Sixième mardi sur l’exercice particulier du prologue, le Slovène a pris du temps à ses adversaires avant la première journée montagneuse, ce mercredi.

29 Apr 2026 - L'Équipe
P. Me.

C’est la crise dans le clan Pogacar. Quatre fois vainqueur et une fois 2e en cinq jours de course en 2026, le Slovène est sur la pente descendante : il n’a pris que la 6e place du prologue hier. « Il gagne déjà beaucoup de courses, ça va comme ça » , se marrait Fabrizio Guidi, l’un des directeurs sportifs d’UAE Emirates-XRG.
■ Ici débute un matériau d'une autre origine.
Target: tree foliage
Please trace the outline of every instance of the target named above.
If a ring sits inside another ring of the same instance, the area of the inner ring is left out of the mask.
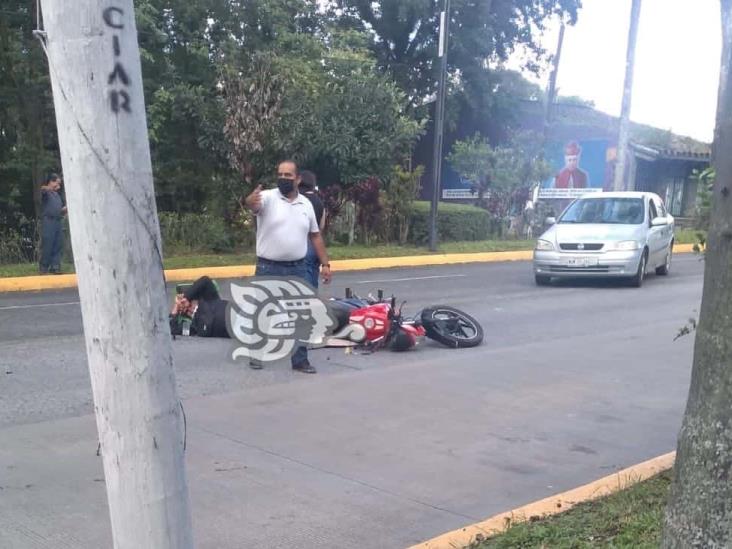
[[[40,205],[38,185],[57,170],[58,143],[46,59],[33,37],[35,3],[0,11],[0,225],[18,225]]]
[[[399,244],[407,243],[413,205],[419,195],[423,173],[423,166],[407,170],[396,165],[391,176],[385,180],[382,203],[385,211],[386,240],[395,239]]]
[[[288,55],[257,53],[224,79],[236,167],[261,178],[284,155],[346,187],[387,175],[423,126],[406,114],[403,92],[354,32],[290,38],[299,47]]]
[[[506,145],[493,147],[486,138],[475,134],[456,141],[447,160],[471,182],[481,207],[505,217],[513,207],[523,204],[529,188],[551,172],[540,143],[533,132],[521,132]]]
[[[579,0],[452,0],[449,71],[476,101],[484,97],[488,64],[517,48],[536,70],[544,57],[538,38],[552,16],[570,22]],[[340,24],[368,32],[379,66],[393,75],[418,106],[436,91],[438,27],[442,0],[332,0]]]
[[[271,174],[282,156],[342,187],[334,196],[394,180],[435,90],[438,4],[136,0],[158,207],[233,219],[242,178]],[[577,4],[453,0],[453,119],[478,105],[502,125],[516,97],[539,97],[520,75],[488,67],[520,46],[540,55],[536,33],[552,14],[572,19]],[[34,10],[23,0],[0,10],[0,222],[16,227],[34,215],[43,175],[60,170]]]
[[[712,196],[716,173],[711,166],[704,170],[694,170],[691,177],[696,180],[696,207],[694,223],[697,229],[709,230],[709,217],[712,212]],[[704,242],[701,243],[704,245]]]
Pas de panique, bien sûr. Sans prendre de risques sur un parcours avec un virage dangereux, abordé à près de 80 km/h, qu’il avait reconnu plusieurs fois, parfois sérieux, parfois à taper dans les mains des gamins sur le bord de la route, le champion du monde a réussi un solide prologue, exactement dans le temps du Français Axel Zingle (Visma-Lease a bike, 5e), à 7 secondes de Dorian Godon. Et a grappillé un peu de temps à tous ses adversaires, même si les écarts sont maigres puisque parmi les candidats au podium, seul Oscar Onley (79e à 35’’ du vainqueur) a perdu plus de 13 secondes sur le favori du Tour de Romandie.

Le dernier partant, pour le suspense et le spectacle

Le gap devrait augmenter aujourd’hui, avec l’ascension vers la station d’Ovronnaz (8,9 km à 9,8 %), dont le sommet est situé à 34 kilomètres de l’arrivée et va faire un premier ménage, en plus d’ôter le maillot jaune de leader à Godon. « On va faire la sélection et on va voir si Tadej passe comme il passe toujours ou si quelqu’un part avec lui », jugeait Guidi, pendant que Pogacar effectuait sa récupération sur les rouleaux, tout sourire puis le téléphone en main. La journée de mardi lui a permis un petit déblocage, deux jours après sa victoire à Liège. Preuve qu’il ne visait pas la victoire à tout prix, UAE l’avait aligné en dernier partant, pour le suspense et le spectacle, tandis que tous les autres gros bras avaient pris le départ dans la première vague face au risque de pluie en fin d’après-midi. Finalement, pas de pluie, pas de soucis. Son Romandie peut commencer aujourd’hui.